Archival storage¶
The Archival Storage tab consists of a table showing all of the stored Archival Information Packages (AIPs) for the Archivematica instance. There is a search interface at the top of the page where you can construct simple or boolean queries to find AIPs or individual items in storage. At the top of the table is the total size of the stored AIPs and the number of indexed files. By default, the table lists the AIP’s name, UUID, size on disk, date that the AIP was created, it’s status, and whether or not the AIP is encrypted.
From the Archival Storage tab, you can select an individual AIP and download it, delete it, or initiate AIP re-ingest.
Note that Dissemination Information Packages (DIPs) are not displayed on the Archival Storage tab, even if they have been stored. For information on accessing stored DIPs, see the Storage Service documentation.
On this page
- Browsing the AIP store
- Searching the AIP store
- AIP information page
- AIP encryption
- Stored AIP structure
Note
If you are running Archivematica without Elasticsearch or with limited Elasticsearch functionality, the Archival Storage tab may not appear in your dashboard.
Browsing the AIP store¶
At the bottom of the Browse Archival Storage table is the Select columns icon. Click on it to select which columns will be visible in the Archival Storage table. The blue row indicates that a column is currently visible. A white row indicates that the column is currently not visible.
Click on a blue or white row to toggle this value for each column. In the example below, all the available columns are selected.

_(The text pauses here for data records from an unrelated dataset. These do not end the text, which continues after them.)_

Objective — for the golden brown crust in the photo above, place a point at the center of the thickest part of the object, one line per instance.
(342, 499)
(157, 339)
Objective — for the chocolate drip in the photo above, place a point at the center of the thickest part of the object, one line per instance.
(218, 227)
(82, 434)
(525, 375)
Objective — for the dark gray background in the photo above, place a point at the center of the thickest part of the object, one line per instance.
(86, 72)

Note that your column selection choices will persist between your user sessions and apply to other users of the same Archivematica pipeline.
You can click on the column headers to sort in ascending or descending order. An up or down caret (arrow point) will appear. (e.g. see File count below).
When you enable the Show files? option at the top of the screen, all of the files contained in Archival Storage AIPs are listed in the Browse archival storage table.
The Select columns option is also available on the Show files? table.
Column sorting is also available in the Show files? table (e.g. see AIP column below).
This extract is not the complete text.